The Michael R. Klein Professor at Harvard Law School, Kennedy earned his A.B. in history from Princeton and attended the University of Oxford as a Rhodes Scholar. He earned a J.D. from Yale Law School, where he was editor of the Yale Law Journal.
Kennedy served as a law clerk for Judge J. Skelly Wright of the U.S Court of Appeals and for Justice Thurgood Marshall of the U.S Supreme Court.
He is the author of numerous books, including “For Discrimination: Race, Affirmative Action and the Law,” “The Persistence of the Color Line: Racial Politics and the Obama Presidency,” “Sellout: The Politics of Racial Betrayal,” “Interracial Intimacies: Sex, Marriage, Identity and Adoption” and the controversial bestseller “Nigger: The Strange Career of a Troublesome Word.”
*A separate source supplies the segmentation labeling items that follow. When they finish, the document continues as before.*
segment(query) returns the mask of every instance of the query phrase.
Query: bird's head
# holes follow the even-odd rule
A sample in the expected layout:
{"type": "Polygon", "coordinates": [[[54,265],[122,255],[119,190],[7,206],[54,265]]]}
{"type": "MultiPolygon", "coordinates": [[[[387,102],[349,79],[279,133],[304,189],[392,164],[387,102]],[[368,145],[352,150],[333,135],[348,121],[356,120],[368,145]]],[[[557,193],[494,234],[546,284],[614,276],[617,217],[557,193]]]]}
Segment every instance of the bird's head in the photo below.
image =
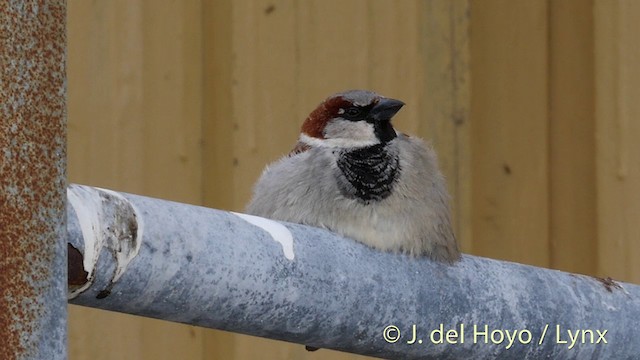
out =
{"type": "Polygon", "coordinates": [[[332,95],[302,124],[300,141],[309,146],[332,148],[385,144],[397,136],[391,118],[403,105],[400,100],[366,90],[332,95]]]}

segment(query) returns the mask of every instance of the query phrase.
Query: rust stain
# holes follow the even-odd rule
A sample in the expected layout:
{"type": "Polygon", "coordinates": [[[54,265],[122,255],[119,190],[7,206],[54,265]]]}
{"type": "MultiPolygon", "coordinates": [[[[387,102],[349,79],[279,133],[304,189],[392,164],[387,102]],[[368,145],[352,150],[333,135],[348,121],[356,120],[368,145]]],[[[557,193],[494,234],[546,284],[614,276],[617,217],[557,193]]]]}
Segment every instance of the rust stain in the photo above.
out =
{"type": "Polygon", "coordinates": [[[45,358],[38,354],[41,341],[64,341],[40,331],[53,317],[44,299],[57,295],[53,270],[64,254],[53,249],[64,236],[65,13],[64,0],[0,6],[3,360],[45,358]]]}
{"type": "Polygon", "coordinates": [[[601,278],[601,277],[593,276],[593,278],[596,279],[596,281],[600,282],[602,286],[604,286],[604,288],[607,289],[608,292],[613,292],[612,289],[618,289],[618,290],[622,289],[620,284],[618,284],[615,280],[613,280],[610,277],[601,278]]]}

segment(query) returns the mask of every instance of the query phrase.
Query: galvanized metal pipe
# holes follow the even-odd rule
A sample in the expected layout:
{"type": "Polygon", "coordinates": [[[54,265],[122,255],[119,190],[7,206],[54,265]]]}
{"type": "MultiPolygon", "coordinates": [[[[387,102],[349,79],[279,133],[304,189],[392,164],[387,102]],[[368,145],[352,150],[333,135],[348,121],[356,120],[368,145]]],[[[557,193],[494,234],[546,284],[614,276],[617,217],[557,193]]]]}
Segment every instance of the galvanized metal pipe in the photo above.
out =
{"type": "Polygon", "coordinates": [[[72,185],[71,302],[393,359],[635,359],[640,287],[72,185]]]}
{"type": "Polygon", "coordinates": [[[0,359],[66,358],[66,4],[0,5],[0,359]]]}

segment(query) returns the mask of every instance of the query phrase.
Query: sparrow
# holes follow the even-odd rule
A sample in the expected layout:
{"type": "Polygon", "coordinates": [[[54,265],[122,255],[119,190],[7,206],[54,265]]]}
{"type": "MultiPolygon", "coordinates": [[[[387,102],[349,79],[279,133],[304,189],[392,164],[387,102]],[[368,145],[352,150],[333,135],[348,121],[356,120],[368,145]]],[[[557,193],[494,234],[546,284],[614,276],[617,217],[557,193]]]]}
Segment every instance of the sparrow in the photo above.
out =
{"type": "Polygon", "coordinates": [[[293,150],[264,169],[246,212],[383,251],[459,260],[436,153],[391,124],[403,106],[367,90],[324,100],[303,122],[293,150]]]}

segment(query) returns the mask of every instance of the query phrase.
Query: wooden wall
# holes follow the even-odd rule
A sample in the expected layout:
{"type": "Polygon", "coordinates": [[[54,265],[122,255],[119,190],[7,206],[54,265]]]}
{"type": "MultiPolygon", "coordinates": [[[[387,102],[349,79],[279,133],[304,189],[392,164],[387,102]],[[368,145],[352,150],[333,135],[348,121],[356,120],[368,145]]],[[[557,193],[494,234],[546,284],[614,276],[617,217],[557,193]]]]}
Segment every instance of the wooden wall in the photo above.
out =
{"type": "MultiPolygon", "coordinates": [[[[327,95],[404,100],[465,252],[640,282],[640,4],[68,0],[69,180],[242,210],[327,95]]],[[[356,359],[70,307],[71,359],[356,359]]]]}

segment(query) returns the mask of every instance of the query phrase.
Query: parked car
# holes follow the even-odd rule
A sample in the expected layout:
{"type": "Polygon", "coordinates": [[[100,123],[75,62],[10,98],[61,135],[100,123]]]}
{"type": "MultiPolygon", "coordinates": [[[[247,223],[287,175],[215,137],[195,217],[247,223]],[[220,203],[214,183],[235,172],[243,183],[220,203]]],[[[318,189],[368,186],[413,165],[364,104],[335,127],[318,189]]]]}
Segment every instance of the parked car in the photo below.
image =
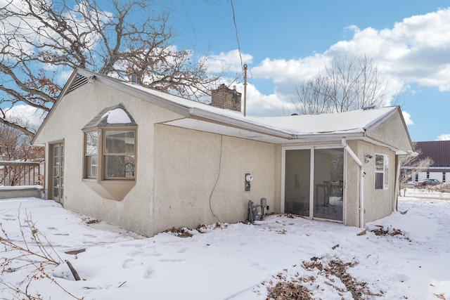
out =
{"type": "Polygon", "coordinates": [[[423,186],[429,185],[439,184],[440,182],[437,179],[423,179],[414,183],[415,186],[423,186]]]}

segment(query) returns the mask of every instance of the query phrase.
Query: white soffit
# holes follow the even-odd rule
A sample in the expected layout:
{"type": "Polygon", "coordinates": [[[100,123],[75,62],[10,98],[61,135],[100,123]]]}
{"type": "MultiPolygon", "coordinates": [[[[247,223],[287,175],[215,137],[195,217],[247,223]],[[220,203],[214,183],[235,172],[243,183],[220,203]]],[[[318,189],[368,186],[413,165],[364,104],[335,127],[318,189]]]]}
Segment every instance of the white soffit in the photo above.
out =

His book "Race, Crime and the Law" won the Robert F. Kennedy Book Award in 1998 for the work best representing the late politician's commitment to justice.
Kennedy is a member of the bars of the District of Columbia and the Supreme Court of the United States. He is also a member of the American Law Institute, the American Academy of Arts and Sciences and the American Philosophical Association. He is a trustee emeritus of Princeton University.
The Presidential Forum on Diversity was established in 2006 by President Stephen C. Ainlay to bring in notable speakers on a wide range of topics that promote diversity and inclusiveness.
Previous speakers have included poet Maya Angelou, journalist and television news anchor John Quiñones, Eugene Robinson, a Pulitzer Prize-winning Washington Post columnist faith leader Eboo Patel, Broadway star Anthony Rapp, actress Marlee Matlin and Rob King, who oversees ESPN’s SportsCenter.